Katholieke Encyclopaedie

Uitgeverij Joost van den Vondel (1933-1939)

Gepubliceerd op 16-10-2019

Neuchatel

betekenis & definitie

1° Zwitsersch kanton. Opp. 800 km2; ca. 125 000 inw., waarvan 84,5% Fransch, 13% Duitsch, 2,5% Ital. spreken; 14% Kath.

De Jura loopt er dwars doorheen langs den oever van het Meer van N. Twee overlangsche dalen: Val de Travers en Val de Ruz.

De Val de Travers ligt te midden van de Chasseronketen. In het W. deelt het dal zich nog weer in een deel, dat naar Pontarlier, en een ander, dat naar St.

Croix leidt. Er door stroomt de Areuse, die in het N.O. een kloof in de afdammende riedel heeft geslepen.

De spoorweg heeft van dezen voornamen weg O.-W. door de Jura gebruik gemaakt voor aanleg van de lijn naar Parijs.
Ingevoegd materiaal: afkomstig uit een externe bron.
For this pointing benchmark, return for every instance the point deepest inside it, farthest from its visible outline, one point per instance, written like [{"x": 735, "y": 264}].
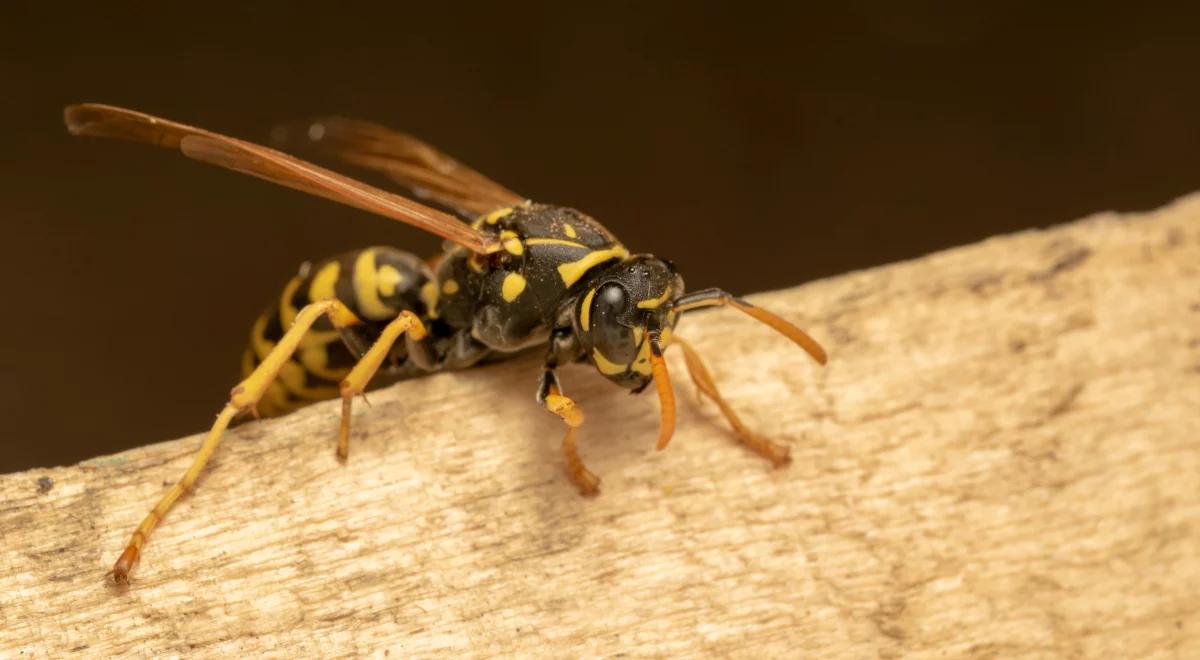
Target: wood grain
[{"x": 1002, "y": 459}]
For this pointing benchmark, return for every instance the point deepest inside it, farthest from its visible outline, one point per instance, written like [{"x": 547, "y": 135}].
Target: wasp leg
[
  {"x": 245, "y": 396},
  {"x": 769, "y": 450},
  {"x": 355, "y": 382},
  {"x": 550, "y": 396}
]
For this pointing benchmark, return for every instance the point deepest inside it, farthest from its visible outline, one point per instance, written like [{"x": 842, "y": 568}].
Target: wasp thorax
[{"x": 617, "y": 315}]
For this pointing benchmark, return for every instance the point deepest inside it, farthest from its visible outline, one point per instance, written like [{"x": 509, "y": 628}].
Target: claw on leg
[
  {"x": 573, "y": 417},
  {"x": 700, "y": 375},
  {"x": 355, "y": 383}
]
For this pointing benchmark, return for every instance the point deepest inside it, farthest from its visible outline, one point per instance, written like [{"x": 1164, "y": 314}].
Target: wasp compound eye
[{"x": 610, "y": 333}]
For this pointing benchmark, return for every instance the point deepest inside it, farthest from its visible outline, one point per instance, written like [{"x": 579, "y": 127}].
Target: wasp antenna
[
  {"x": 713, "y": 298},
  {"x": 666, "y": 393}
]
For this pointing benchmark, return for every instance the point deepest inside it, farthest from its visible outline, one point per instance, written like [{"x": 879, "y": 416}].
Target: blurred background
[{"x": 757, "y": 148}]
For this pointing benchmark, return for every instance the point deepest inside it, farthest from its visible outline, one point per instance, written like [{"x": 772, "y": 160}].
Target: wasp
[{"x": 513, "y": 275}]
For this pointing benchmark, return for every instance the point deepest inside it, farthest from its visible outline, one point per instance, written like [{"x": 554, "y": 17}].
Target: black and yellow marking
[{"x": 372, "y": 285}]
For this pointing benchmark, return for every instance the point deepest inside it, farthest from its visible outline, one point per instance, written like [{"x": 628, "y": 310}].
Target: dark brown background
[{"x": 756, "y": 149}]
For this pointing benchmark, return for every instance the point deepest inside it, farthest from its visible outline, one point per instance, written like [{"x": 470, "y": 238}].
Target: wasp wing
[
  {"x": 94, "y": 119},
  {"x": 426, "y": 172}
]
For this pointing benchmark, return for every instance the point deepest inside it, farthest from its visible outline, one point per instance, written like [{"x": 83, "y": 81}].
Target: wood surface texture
[{"x": 1001, "y": 460}]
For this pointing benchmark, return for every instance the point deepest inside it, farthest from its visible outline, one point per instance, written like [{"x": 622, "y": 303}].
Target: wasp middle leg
[{"x": 700, "y": 375}]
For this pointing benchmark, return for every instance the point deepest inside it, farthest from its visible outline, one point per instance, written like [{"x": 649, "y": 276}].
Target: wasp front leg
[
  {"x": 552, "y": 397},
  {"x": 700, "y": 375}
]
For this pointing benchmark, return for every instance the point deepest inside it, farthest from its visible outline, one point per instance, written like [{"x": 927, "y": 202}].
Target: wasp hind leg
[
  {"x": 551, "y": 396},
  {"x": 777, "y": 454},
  {"x": 245, "y": 396}
]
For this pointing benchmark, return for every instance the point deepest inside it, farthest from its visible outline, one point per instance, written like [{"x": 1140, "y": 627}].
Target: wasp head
[{"x": 624, "y": 313}]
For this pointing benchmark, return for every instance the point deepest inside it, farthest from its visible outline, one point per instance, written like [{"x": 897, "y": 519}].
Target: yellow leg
[
  {"x": 772, "y": 451},
  {"x": 573, "y": 417},
  {"x": 355, "y": 382},
  {"x": 243, "y": 397}
]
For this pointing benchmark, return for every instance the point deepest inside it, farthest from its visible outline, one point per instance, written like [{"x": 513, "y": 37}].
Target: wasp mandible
[{"x": 519, "y": 275}]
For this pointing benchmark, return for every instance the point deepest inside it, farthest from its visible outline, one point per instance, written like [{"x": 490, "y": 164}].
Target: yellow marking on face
[
  {"x": 586, "y": 312},
  {"x": 389, "y": 280},
  {"x": 665, "y": 339},
  {"x": 511, "y": 243},
  {"x": 556, "y": 241},
  {"x": 642, "y": 363},
  {"x": 495, "y": 216},
  {"x": 571, "y": 271},
  {"x": 605, "y": 365},
  {"x": 654, "y": 304},
  {"x": 288, "y": 311},
  {"x": 514, "y": 285},
  {"x": 366, "y": 287},
  {"x": 430, "y": 298},
  {"x": 323, "y": 283}
]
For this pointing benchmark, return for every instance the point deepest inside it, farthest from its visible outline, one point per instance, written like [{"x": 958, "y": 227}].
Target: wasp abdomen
[{"x": 376, "y": 285}]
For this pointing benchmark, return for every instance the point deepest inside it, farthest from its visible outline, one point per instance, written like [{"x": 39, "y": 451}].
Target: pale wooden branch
[{"x": 1002, "y": 459}]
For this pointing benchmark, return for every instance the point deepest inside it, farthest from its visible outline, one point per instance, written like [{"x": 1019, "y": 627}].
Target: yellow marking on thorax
[
  {"x": 495, "y": 216},
  {"x": 586, "y": 311},
  {"x": 430, "y": 298},
  {"x": 511, "y": 243},
  {"x": 366, "y": 287},
  {"x": 654, "y": 304},
  {"x": 475, "y": 262},
  {"x": 323, "y": 286},
  {"x": 571, "y": 271},
  {"x": 605, "y": 365},
  {"x": 514, "y": 285},
  {"x": 556, "y": 241},
  {"x": 390, "y": 280}
]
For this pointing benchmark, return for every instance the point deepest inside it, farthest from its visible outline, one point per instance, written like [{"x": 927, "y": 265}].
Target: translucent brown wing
[
  {"x": 429, "y": 173},
  {"x": 93, "y": 119}
]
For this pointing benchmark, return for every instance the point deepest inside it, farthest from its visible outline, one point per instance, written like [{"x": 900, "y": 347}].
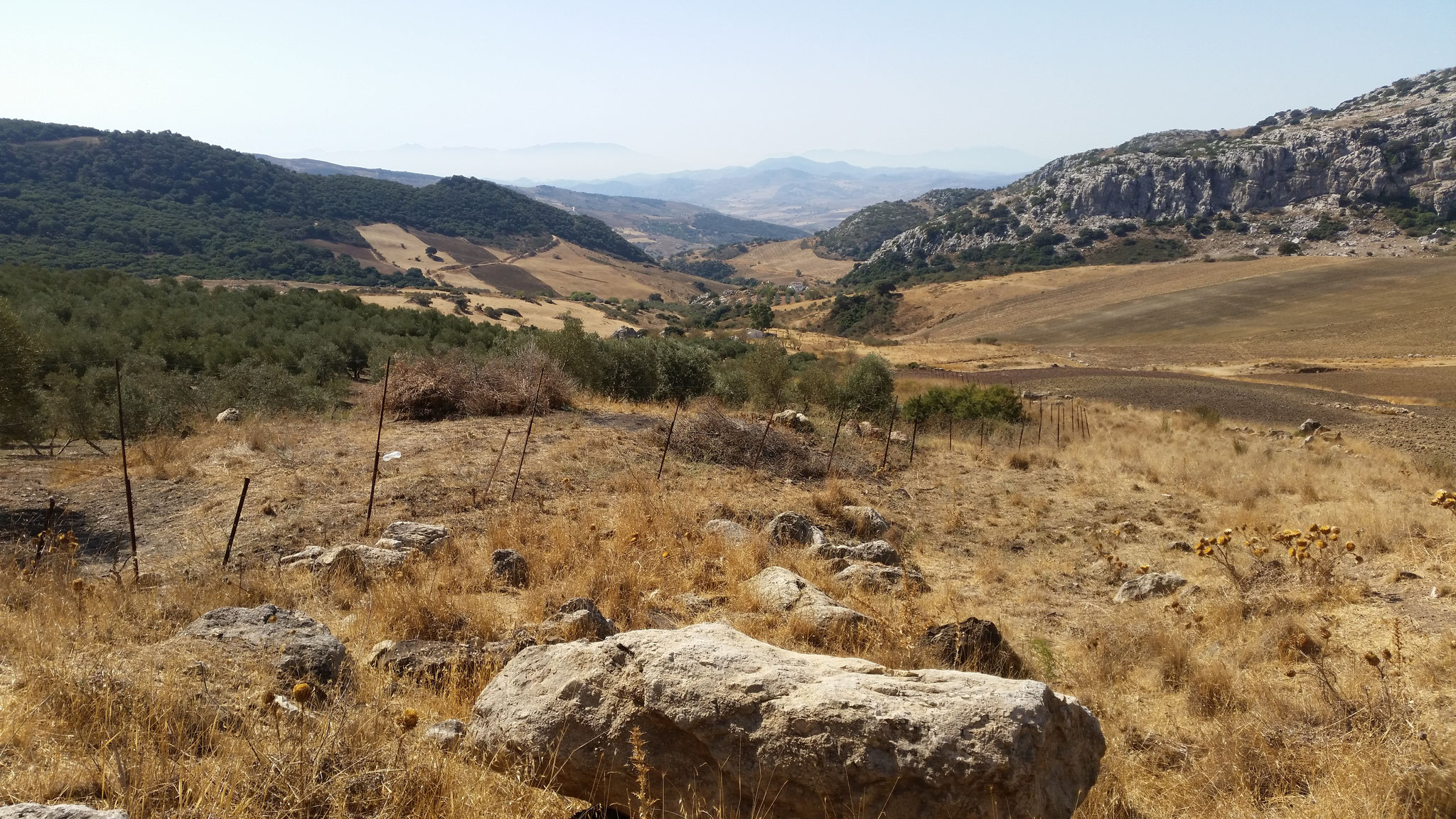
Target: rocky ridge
[{"x": 1329, "y": 168}]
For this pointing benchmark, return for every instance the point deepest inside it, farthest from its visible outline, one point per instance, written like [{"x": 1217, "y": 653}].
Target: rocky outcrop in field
[{"x": 721, "y": 719}]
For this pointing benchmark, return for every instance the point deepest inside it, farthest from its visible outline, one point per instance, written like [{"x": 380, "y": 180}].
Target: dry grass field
[
  {"x": 1435, "y": 385},
  {"x": 564, "y": 267},
  {"x": 540, "y": 314},
  {"x": 1264, "y": 688}
]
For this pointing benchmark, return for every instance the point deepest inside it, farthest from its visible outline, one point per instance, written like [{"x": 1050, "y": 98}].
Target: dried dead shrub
[
  {"x": 432, "y": 388},
  {"x": 714, "y": 437}
]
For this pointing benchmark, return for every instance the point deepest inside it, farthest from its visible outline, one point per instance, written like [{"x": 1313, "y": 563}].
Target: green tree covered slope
[{"x": 165, "y": 205}]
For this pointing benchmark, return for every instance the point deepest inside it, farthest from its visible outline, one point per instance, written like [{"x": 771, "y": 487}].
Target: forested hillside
[{"x": 165, "y": 205}]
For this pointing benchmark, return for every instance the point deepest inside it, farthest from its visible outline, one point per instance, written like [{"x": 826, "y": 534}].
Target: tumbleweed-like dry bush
[{"x": 1270, "y": 685}]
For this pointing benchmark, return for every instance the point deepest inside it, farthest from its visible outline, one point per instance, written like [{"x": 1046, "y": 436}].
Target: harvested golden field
[
  {"x": 547, "y": 315},
  {"x": 568, "y": 269},
  {"x": 1267, "y": 685},
  {"x": 1197, "y": 312},
  {"x": 1411, "y": 385}
]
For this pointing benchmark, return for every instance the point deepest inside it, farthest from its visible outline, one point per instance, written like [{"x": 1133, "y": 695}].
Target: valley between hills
[{"x": 1121, "y": 490}]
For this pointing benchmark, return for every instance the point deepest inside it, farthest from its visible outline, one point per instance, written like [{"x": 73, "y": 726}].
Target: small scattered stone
[
  {"x": 882, "y": 577},
  {"x": 297, "y": 645},
  {"x": 446, "y": 735},
  {"x": 732, "y": 532},
  {"x": 510, "y": 567},
  {"x": 693, "y": 602},
  {"x": 422, "y": 537},
  {"x": 865, "y": 520},
  {"x": 871, "y": 551},
  {"x": 574, "y": 620},
  {"x": 975, "y": 645},
  {"x": 1150, "y": 585},
  {"x": 791, "y": 528},
  {"x": 36, "y": 810},
  {"x": 779, "y": 589}
]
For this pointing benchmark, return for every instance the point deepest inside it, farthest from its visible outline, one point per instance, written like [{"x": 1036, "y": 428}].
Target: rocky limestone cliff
[{"x": 1393, "y": 143}]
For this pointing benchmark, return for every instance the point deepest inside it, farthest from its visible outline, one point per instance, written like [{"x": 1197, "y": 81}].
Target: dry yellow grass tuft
[{"x": 1268, "y": 685}]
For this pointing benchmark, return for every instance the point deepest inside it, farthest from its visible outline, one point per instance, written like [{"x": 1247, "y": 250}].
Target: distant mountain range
[
  {"x": 660, "y": 226},
  {"x": 665, "y": 213},
  {"x": 321, "y": 168},
  {"x": 796, "y": 191}
]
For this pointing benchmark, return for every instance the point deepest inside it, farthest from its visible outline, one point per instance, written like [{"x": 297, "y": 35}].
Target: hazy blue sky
[{"x": 701, "y": 83}]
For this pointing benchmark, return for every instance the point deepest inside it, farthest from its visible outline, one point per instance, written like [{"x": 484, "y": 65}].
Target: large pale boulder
[
  {"x": 373, "y": 560},
  {"x": 779, "y": 589},
  {"x": 724, "y": 719},
  {"x": 297, "y": 645}
]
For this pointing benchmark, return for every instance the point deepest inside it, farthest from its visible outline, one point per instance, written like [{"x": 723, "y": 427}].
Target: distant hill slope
[
  {"x": 862, "y": 233},
  {"x": 796, "y": 191},
  {"x": 660, "y": 226},
  {"x": 168, "y": 205},
  {"x": 321, "y": 168},
  {"x": 1299, "y": 181}
]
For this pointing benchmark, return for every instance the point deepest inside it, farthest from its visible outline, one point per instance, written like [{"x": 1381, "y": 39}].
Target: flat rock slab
[
  {"x": 867, "y": 520},
  {"x": 729, "y": 720},
  {"x": 732, "y": 532},
  {"x": 872, "y": 551},
  {"x": 34, "y": 810},
  {"x": 791, "y": 528},
  {"x": 422, "y": 537},
  {"x": 882, "y": 577},
  {"x": 297, "y": 645},
  {"x": 434, "y": 659}
]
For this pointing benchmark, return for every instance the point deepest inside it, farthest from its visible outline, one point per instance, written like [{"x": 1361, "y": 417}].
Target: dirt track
[{"x": 1280, "y": 407}]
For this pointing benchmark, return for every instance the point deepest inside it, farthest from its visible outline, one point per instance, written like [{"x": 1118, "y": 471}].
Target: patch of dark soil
[
  {"x": 508, "y": 279},
  {"x": 625, "y": 422}
]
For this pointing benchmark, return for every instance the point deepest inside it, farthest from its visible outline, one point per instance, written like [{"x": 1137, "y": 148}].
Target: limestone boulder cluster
[
  {"x": 393, "y": 548},
  {"x": 297, "y": 646},
  {"x": 725, "y": 720}
]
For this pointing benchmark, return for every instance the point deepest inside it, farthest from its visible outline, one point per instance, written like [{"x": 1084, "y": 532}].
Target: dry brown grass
[{"x": 1215, "y": 701}]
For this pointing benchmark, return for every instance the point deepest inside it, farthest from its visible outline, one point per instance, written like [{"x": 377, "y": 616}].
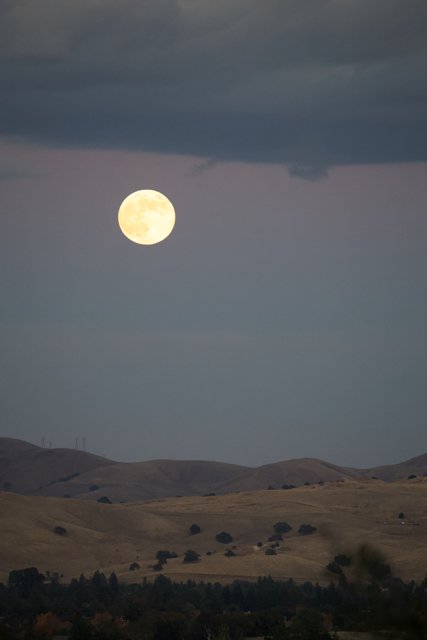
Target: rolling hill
[
  {"x": 31, "y": 470},
  {"x": 111, "y": 537}
]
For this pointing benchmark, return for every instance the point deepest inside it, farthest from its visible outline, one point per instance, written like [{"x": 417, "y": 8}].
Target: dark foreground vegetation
[{"x": 33, "y": 606}]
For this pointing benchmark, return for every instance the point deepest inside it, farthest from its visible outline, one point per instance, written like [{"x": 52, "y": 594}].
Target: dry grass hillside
[
  {"x": 26, "y": 468},
  {"x": 32, "y": 470},
  {"x": 291, "y": 472},
  {"x": 111, "y": 537}
]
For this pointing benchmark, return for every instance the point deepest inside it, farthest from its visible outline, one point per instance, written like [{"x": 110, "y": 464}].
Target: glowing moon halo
[{"x": 146, "y": 217}]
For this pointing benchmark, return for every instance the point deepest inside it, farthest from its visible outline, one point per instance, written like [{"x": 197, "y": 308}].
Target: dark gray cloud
[{"x": 310, "y": 84}]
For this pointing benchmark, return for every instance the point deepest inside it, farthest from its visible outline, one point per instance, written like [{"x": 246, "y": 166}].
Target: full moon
[{"x": 146, "y": 217}]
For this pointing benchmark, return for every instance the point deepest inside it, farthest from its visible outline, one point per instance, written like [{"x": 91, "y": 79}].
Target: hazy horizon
[{"x": 286, "y": 314}]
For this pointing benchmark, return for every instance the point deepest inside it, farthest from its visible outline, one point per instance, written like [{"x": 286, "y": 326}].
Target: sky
[{"x": 286, "y": 314}]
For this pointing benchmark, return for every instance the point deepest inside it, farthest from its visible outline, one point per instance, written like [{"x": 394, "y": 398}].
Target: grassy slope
[{"x": 110, "y": 537}]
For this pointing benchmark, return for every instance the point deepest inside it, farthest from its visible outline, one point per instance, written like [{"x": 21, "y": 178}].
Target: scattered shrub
[
  {"x": 224, "y": 537},
  {"x": 306, "y": 529},
  {"x": 60, "y": 531},
  {"x": 191, "y": 556},
  {"x": 282, "y": 527},
  {"x": 334, "y": 567},
  {"x": 270, "y": 552},
  {"x": 342, "y": 560}
]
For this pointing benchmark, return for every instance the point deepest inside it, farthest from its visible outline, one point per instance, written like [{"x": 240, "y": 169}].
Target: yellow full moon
[{"x": 146, "y": 217}]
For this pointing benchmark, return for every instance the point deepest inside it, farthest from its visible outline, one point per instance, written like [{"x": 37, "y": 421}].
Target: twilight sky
[{"x": 286, "y": 314}]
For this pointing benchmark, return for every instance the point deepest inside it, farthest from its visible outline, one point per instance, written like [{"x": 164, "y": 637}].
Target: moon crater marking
[{"x": 146, "y": 217}]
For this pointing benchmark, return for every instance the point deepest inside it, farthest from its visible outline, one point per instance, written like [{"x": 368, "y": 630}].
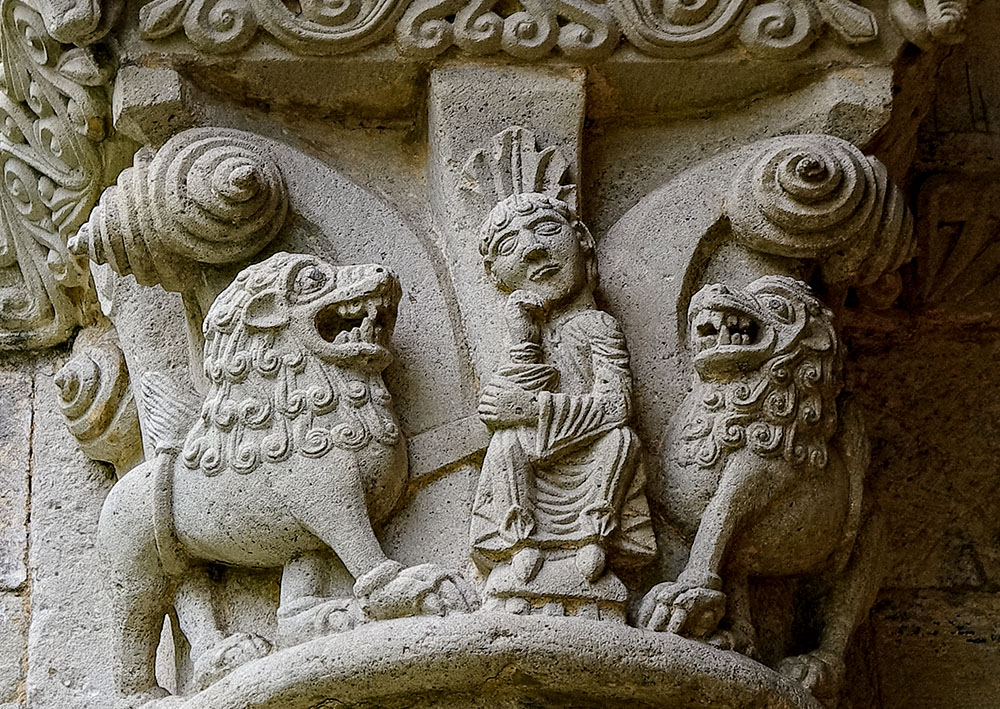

De Val de Ruz is een zandsteenmulde in de kalkketens van de Jura.

Zij heeft een dubbele afwatering in de Seyon (bovengronds) en in de bron van Serrière (lager dalniveau). Naar het W. ontsluit de vallei den toegang tot de hoogvlakte van La Chaux de Fonds, wel „Les Montagnes” genaamd.

Vele karstverschijnselen treden in dit deel op.

Hier is het centrum der Zwitsersche horloge-industrie gelegen (La Chaux de Fonds en Le Locle).

Deze industrie heeft groote beteekenis voor de ontwikkeling van het gebied gehad. Daarnaast zijn landbouw en veeteelt voor het kanton nog van belang, evenals electr. apparaten.

Bouw- en weiland 70%; wijngaarden 1,5%; bosch 25%. Men maakt nog wel eens de volgende verdeeling: wijngebied op 432-700 m hoogte; akker- en weiland 700-900 m; bosch en woeste grond boven 900 m.2° Hoofdplaats van het gelijknamige kanton, gelegen aan het Meer van N. Ca. 23 000 inw. (15% Kath.; 80% Fransch-sprekend). Gedeeltelijk op de drooggemaakte bedding van de Seyon amphitheaters-gewijze gebouwd. Sinds 1909 universiteitsstad. Slot uit de 17e eeuw.
3° Meer van N., gelegen aan den voet van de Jura. Opp. 240 km2. Diepte tot 153 m.